Learned image compression (LIC) increasingly requires reconstructions that balance distortion fidelity and perceptual realism across a wide range of bitrates. However, most existing methods still rely on a single compressed latent representation to simultaneously carry structural details, semantic cues, and perceptual priors, requiring the same latent representation to serve multiple, potentially conflicting roles. This tension becomes evident across different latent paradigms: scalar-quantized (SQ) continuous latents provide rate-scalable fidelity but tend to lose perceptual details at low rates, while vector-quantized (VQ) discrete tokens preserve compact semantic cues but suffer from limited structural fidelity and bitrate scalability. To address this issue, we propose Mixture of Decoder Experts (MoDE), a dual-latent collaborative decoding framework that decomposes reconstruction responsibilities across complementary latent paradigms. Specifically, MoDE treats the SQ branch as a fidelity-oriented expert and the VQ branch as a perception-oriented expert, and coordinates them through two decoder-side modules: Expert-Specific Enhancement (ESE), which preserves branch-specific expert references, and Cross-Expert Modulation (CEM), which enables selective complementary transfer during reconstruction. The resulting framework supports selective cross-latent collaboration under a shared dual-stream bitstream and enables both fidelity-anchored and perception-anchored decoding. Extensive experiments demonstrate that MoDE achieves a more favorable fidelity-perception balance than representative distortion-oriented, perception-oriented, generative, and dual-latent baselines across a wide bitrate range, highlighting decoder-side expert collaboration as an effective design for wide-range fidelity-perception balanced LIC.

Editorial analysis

A structured set of objections, weighed in public.
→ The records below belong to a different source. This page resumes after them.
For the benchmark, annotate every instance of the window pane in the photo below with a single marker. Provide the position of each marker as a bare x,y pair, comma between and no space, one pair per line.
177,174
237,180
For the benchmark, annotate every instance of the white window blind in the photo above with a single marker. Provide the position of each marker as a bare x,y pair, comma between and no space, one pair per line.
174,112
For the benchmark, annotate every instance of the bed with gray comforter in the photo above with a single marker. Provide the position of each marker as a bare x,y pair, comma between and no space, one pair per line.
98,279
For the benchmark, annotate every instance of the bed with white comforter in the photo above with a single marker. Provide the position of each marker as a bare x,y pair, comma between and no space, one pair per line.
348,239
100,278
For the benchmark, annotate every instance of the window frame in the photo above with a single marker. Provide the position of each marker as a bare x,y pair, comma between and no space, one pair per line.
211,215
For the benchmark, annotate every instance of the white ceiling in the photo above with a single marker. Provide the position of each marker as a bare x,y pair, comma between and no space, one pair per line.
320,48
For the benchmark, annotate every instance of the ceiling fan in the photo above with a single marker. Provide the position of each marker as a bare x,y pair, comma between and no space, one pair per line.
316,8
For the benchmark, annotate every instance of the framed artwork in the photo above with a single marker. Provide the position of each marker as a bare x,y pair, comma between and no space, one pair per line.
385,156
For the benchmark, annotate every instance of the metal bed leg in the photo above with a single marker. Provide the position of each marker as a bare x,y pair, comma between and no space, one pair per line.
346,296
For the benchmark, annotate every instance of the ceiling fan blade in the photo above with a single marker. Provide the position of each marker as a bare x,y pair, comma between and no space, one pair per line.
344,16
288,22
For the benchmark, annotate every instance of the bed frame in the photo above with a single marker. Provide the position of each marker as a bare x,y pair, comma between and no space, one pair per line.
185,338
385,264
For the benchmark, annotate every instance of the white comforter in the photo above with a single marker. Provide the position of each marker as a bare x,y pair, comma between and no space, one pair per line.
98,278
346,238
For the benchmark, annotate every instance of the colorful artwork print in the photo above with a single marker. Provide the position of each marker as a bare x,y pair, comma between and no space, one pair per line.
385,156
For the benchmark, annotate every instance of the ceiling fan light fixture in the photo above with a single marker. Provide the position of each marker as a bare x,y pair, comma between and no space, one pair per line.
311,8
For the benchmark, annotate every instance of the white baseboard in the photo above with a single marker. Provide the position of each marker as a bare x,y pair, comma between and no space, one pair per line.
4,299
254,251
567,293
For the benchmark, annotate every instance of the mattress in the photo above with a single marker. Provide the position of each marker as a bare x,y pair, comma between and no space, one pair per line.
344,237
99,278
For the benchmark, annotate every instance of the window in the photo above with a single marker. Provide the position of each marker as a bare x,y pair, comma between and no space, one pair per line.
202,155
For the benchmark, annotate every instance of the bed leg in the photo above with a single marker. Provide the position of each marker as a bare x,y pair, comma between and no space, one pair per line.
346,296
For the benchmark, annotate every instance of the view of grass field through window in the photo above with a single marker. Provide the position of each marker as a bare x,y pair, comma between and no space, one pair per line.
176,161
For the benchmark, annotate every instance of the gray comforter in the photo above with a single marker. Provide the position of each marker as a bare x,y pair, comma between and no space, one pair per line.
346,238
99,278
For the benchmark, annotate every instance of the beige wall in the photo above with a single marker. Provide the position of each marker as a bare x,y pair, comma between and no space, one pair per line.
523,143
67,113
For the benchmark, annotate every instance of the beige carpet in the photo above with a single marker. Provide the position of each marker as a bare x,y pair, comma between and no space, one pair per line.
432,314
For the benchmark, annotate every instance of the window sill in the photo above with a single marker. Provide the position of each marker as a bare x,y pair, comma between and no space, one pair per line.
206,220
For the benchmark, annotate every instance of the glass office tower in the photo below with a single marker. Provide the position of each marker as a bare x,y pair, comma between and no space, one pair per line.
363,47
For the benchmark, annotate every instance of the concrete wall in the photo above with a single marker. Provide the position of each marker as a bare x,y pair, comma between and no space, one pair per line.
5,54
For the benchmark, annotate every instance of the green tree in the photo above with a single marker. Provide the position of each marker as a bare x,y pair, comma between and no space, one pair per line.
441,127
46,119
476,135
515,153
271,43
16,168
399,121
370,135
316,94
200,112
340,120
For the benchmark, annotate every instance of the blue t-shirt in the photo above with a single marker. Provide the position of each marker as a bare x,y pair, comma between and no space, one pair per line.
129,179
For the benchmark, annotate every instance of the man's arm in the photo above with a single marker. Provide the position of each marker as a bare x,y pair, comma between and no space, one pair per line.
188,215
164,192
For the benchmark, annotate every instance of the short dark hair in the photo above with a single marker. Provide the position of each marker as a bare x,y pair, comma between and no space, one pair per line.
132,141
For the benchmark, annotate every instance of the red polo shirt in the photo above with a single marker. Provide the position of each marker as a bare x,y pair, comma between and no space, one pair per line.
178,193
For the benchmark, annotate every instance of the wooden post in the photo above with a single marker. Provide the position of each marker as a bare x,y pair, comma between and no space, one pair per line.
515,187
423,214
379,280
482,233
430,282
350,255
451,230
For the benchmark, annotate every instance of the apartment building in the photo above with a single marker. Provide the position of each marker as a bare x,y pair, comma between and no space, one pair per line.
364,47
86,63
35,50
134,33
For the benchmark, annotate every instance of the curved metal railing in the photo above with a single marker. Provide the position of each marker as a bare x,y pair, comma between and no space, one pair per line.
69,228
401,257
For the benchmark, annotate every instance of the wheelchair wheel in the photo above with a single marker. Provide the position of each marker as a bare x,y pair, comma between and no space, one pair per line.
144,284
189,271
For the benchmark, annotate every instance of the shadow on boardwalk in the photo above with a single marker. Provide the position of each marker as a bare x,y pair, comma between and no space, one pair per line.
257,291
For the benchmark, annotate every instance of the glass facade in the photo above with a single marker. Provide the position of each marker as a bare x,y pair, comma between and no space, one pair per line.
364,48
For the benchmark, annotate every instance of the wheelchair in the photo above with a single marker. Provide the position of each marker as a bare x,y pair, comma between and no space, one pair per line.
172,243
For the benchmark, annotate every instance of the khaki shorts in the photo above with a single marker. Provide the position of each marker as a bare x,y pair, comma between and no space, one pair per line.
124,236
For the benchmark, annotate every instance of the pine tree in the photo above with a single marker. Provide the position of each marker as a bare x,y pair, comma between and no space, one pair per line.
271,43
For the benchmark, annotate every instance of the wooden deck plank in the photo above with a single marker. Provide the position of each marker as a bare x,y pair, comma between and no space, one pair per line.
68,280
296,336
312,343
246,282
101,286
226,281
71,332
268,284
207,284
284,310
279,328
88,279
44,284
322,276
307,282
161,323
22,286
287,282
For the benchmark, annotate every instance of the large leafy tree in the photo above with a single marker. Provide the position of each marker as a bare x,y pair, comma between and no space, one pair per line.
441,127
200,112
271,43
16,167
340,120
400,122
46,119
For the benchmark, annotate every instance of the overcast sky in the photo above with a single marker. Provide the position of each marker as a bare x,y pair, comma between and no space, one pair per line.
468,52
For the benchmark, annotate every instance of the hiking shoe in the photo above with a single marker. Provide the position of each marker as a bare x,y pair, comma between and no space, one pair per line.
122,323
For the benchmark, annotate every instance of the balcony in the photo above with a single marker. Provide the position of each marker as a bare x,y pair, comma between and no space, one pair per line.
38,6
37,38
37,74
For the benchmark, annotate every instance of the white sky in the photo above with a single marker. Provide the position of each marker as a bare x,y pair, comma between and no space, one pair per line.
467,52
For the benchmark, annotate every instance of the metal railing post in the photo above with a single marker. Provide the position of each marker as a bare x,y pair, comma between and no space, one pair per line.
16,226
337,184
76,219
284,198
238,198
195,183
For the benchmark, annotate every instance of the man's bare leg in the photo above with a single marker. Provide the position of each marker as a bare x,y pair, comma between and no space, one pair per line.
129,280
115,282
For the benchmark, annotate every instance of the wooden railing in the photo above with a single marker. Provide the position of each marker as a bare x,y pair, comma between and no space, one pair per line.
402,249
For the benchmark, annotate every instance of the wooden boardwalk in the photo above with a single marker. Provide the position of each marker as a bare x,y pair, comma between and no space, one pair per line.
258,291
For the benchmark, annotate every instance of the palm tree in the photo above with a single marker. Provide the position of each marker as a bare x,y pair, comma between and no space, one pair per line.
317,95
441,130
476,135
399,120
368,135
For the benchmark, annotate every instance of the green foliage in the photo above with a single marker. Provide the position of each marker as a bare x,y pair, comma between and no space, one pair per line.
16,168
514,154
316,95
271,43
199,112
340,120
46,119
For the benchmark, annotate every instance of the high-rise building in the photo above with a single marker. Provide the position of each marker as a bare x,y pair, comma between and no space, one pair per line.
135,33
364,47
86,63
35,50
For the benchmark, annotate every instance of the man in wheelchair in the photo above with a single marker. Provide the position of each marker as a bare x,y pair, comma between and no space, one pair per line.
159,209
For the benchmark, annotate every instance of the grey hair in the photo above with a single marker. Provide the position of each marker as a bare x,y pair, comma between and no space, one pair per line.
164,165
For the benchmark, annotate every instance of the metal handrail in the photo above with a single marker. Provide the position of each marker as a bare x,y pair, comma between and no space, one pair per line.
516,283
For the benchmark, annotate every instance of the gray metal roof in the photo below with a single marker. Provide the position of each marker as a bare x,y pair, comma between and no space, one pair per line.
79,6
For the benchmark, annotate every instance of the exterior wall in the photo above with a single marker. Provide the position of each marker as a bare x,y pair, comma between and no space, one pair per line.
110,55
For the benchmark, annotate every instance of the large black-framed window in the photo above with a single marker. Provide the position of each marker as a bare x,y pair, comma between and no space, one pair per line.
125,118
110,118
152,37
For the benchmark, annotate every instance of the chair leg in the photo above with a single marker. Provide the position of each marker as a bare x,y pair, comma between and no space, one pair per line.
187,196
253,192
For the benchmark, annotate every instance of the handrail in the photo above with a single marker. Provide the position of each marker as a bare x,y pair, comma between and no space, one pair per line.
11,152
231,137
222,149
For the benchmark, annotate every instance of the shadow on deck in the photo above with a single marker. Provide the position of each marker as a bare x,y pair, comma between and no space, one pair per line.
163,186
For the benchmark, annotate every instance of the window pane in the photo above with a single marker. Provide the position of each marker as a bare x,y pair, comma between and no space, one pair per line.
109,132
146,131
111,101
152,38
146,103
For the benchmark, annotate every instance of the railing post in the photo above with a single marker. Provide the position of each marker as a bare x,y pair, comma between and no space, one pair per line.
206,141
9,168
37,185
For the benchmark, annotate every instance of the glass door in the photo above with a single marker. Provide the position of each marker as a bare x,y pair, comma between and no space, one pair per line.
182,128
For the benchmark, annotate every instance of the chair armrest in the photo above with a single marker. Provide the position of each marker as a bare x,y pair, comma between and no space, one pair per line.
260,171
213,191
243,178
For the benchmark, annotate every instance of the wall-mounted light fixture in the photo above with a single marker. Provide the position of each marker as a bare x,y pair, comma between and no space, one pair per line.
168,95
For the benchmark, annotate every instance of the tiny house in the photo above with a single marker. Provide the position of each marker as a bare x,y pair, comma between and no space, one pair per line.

Desk editor's note, referee report, simulated authors' rebuttal, and a circularity audit. Tearing a paper down is the easy half of reading it; the pith above is the substance, this is the friction.

Referee Report

1 major / 3 minor

Summary. The manuscript proposes Mixture of Decoder Experts (MoDE), a dual-latent collaborative decoding framework for learned image compression. It decomposes reconstruction across an SQ branch (fidelity-oriented expert) and a VQ branch (perception-oriented expert), coordinated by decoder-side Expert-Specific Enhancement (ESE) and Cross-Expert Modulation (CEM) modules under a shared dual-stream bitstream. The central claim is that this yields a more favorable fidelity-perception balance than distortion-oriented, perception-oriented, generative, and dual-latent baselines across a wide bitrate range.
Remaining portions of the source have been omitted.